Listening to Murakami’s book has been cause for some reflection on how running became such an integral part of my daily routine.  In addition, I’m asking myself, how is it that I have somehow also acquired the “habit” of blogging.  There are clues to be found in the life I led as a 12 year, almost 13 year old.

I was given a journal Christmas of 1967 by my mother and thereupon began 20 years of keeping a journal.  The journal keeping ended when I became a mom.  Life just seemed too busy and immediate, that I did not have the desire to mull over the contents in writing.  Not that I did not reflect on my life, as in fact, that is a lot of what I do when I run.

Portrait of a blogger as a young athlete

As a child I was not in any way precocious but I was extremely active and involved in all kinds of games and sports.  I had forgotten how so.  In my journal I drew pictures to illustrate my entries including pictures of a new hockey stick, a high jump made by my dad, a baseball bat, a basket player and much more.  I noted, every single occurrence of gym class and all viewings of hockey night in Canada.

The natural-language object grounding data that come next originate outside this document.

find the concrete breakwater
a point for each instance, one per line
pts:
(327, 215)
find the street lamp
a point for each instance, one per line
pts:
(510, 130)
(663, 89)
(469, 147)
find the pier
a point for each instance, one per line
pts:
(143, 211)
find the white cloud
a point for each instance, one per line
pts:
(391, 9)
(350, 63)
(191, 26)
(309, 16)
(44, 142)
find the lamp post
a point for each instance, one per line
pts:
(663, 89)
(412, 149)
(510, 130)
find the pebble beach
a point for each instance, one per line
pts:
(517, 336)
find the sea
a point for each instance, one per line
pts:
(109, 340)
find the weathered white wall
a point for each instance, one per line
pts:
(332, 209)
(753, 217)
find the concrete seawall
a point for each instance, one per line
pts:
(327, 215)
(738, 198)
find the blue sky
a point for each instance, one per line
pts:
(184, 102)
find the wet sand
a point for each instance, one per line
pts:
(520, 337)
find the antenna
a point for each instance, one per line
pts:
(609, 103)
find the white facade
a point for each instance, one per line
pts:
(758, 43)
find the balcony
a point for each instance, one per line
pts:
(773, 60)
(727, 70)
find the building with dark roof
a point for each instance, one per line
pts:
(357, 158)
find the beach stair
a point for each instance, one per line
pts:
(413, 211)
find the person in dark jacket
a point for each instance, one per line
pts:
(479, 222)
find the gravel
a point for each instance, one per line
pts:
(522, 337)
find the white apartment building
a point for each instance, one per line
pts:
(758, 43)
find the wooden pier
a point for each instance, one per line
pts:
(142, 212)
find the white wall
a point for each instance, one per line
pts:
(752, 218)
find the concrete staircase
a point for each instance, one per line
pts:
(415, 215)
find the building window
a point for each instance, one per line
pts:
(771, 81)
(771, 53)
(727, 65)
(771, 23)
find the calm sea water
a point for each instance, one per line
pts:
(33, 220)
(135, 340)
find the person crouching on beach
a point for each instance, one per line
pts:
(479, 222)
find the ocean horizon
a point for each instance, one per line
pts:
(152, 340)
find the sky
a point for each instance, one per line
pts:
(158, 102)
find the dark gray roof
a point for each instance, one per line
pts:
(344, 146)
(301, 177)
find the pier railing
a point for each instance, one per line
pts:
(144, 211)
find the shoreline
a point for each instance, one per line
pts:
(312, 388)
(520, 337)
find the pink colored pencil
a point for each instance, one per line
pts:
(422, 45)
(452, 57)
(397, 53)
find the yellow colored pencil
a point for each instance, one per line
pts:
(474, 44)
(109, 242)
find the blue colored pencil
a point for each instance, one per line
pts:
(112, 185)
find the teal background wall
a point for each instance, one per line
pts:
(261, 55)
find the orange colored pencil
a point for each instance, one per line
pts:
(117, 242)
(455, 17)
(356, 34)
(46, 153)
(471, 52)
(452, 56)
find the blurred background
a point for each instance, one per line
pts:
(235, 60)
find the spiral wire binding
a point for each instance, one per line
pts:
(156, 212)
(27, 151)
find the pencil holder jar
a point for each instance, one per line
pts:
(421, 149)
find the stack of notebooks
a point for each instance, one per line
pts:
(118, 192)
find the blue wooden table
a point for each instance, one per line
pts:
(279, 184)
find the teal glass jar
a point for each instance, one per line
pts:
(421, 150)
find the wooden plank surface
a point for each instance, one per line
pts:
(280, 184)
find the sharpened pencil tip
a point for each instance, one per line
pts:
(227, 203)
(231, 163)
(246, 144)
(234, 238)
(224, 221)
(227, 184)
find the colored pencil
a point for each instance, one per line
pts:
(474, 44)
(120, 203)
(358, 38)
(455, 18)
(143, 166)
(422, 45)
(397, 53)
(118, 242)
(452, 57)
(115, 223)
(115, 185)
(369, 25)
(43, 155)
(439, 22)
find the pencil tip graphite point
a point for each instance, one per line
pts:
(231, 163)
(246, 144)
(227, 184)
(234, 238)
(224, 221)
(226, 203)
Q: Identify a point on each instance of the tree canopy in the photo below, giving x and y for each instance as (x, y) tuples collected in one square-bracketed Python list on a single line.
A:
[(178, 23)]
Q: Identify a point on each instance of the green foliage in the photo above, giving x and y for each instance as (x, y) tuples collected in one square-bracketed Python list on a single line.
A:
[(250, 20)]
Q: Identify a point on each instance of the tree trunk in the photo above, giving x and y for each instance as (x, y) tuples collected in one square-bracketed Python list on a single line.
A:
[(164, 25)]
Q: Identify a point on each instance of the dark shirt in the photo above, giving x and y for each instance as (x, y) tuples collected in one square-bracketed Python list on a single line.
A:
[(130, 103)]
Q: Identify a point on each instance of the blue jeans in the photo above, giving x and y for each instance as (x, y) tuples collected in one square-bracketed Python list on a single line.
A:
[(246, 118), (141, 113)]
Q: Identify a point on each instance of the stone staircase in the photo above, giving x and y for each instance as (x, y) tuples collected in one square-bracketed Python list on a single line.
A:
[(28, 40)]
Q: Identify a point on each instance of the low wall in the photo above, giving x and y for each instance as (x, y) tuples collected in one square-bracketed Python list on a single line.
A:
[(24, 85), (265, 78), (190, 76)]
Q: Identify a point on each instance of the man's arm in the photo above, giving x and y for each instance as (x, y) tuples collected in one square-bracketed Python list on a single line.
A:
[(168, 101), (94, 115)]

Wednesday, August 14, 1968

Because of my dad’s makeshift high jump, high jumping became a neighbourhood sport and I was the champ.  Thus, when I attended my first track meet, an inter-park affair, I placed first in my Junior age-group.  Our park, was a very small park and I was the only first place finisher.  I remember being feted quite thoroughly for this, nearly carried home on the shoulders of my teammates, or at least that is how it felt 🙂

I should mention that one of the first conversations I had with Friend 2 from yesterday’s blog involved the discovery that my favourite girlhood sport of high jump, was her most despised sport and sports in general are not her thing.  In spite of finding a certain camaraderie with sports-mates, most of my female friends generally fall into the category of being non-athletes who read a lot.  Although an active child, I did love to read and was the youngest volunteer at the local library.  I diligently worked my way through the biography section in alphabetical order and more.

I’ve kept a few of my journals, but thrown out those from age 20 to 32 as my only interest in them seemed to be worry that they might be read, so out they went.  Maybe tossing the records of the brooding days of my twenties is related to Rainer Maria Rilke’s advice in Letters to a Young Poet.

“…have patience with everything unresolved in your heart and to try to love the questions themselves as if they were locked rooms or books written in a very foreign language. Don’t search for the answers, which could not be given to you now, because you would not be able to live them. And the point is to live everything. Live the questions now. Perhaps then, someday far in the future, you will gradually, without even noticing it, live your way into the answer.”